Senators also passed another bill designed to address complaints by local school districts that they’d have less money than anticipated this school year if they transferred funding earmarked to hire teachers to employ teacher assistants. The $21.1 billion state budget law signed into law last week didn’t address the issue.

The provision comes with a catch, however.

The bill says the teacher assistant fix wouldn’t become law unless the House voted for a bill already in its possession that would cap local sales taxes, create a new $20 million economic incentives program to attract jobs in rural areas and a new method for raising private funds for small companies. House and Senate negotiators reached an agreement on this measure late last month, but not enough in the full House got on board.

Sen. Tom Apodaca, R-Henderson and chairman of the Senate Rules Committee, said the bargain is designed to resolve the issue quickly. “We need to get moving here and get it passed and done,” Apodaca said.

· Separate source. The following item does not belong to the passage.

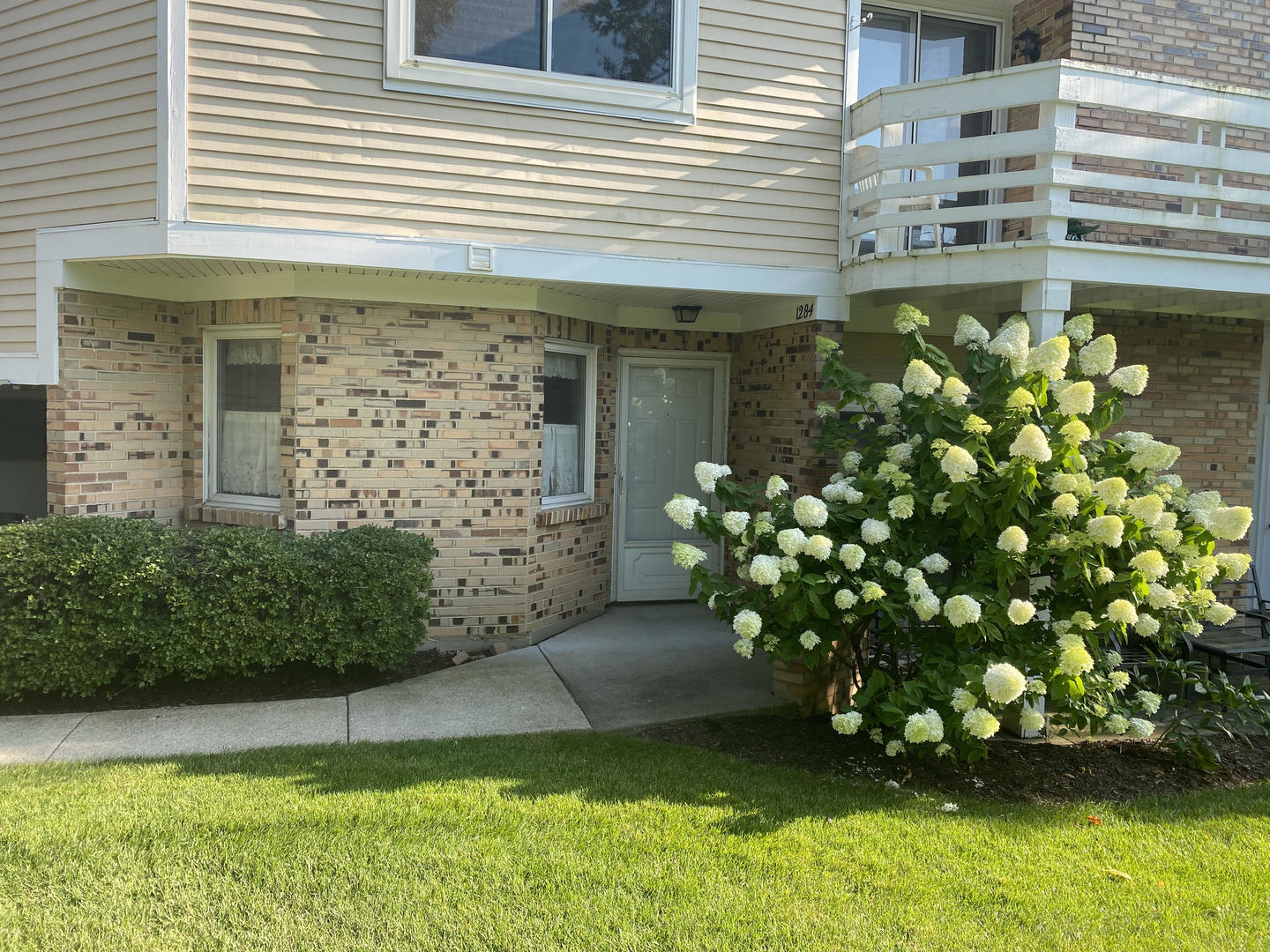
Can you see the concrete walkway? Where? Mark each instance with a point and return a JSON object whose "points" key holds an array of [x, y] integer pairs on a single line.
{"points": [[634, 666]]}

Sen. Josh Stein, D-Wake, criticized Senate Republican colleagues for making the teacher assistant adjustment contingent on the tax and incentives bill. “You all are playing political games,” he said on the Senate floor before the measure passed and went to the House.

House Speaker Thom Tillis, R-Mecklenburg, said he didn’t know if fellow House Republicans would accept the bargain, which would be discussed in their closed-door meeting Friday morning. Both the House and Senate scheduled floor sessions later Friday.

“We’re trying to sort out some of the options,” Tillis told reporters.

The economic development items and the teacher assistant fix are important to Republican Gov. Pat McCrory. He and his administration have said they’d like to see both passed before adjournment. “My biggest request is to get the economic development bill out, and if we get that bill out, I think it’s time for them to go home,” McCrory told reporters Thursday morning.

The Senate also performed a parliamentary maneuver Thursday evening that effectively ended hopes that final legislation to clean up coal ash pits near current or former Duke Energy power plants would be resolved this summer. The House and Senate weeks ago passed competing versions that would have directed Duke to close all the pits by 2029.

Negotiations got derailed in the final hours before most of the work session ended Aug. 2. Republican leaders had made passage of a coal ash plan a top priority. Both Berger and Tillis acknowledged Thursday the inability to finalize a plan now in the wake of a huge coal ash spill along the Dan River near Eden in February led to the action. The two leaders said they had made great strides in the past several months.

“This is a very serious bill, and I think it’s appropriate to take the time and get it right,” Tillis said.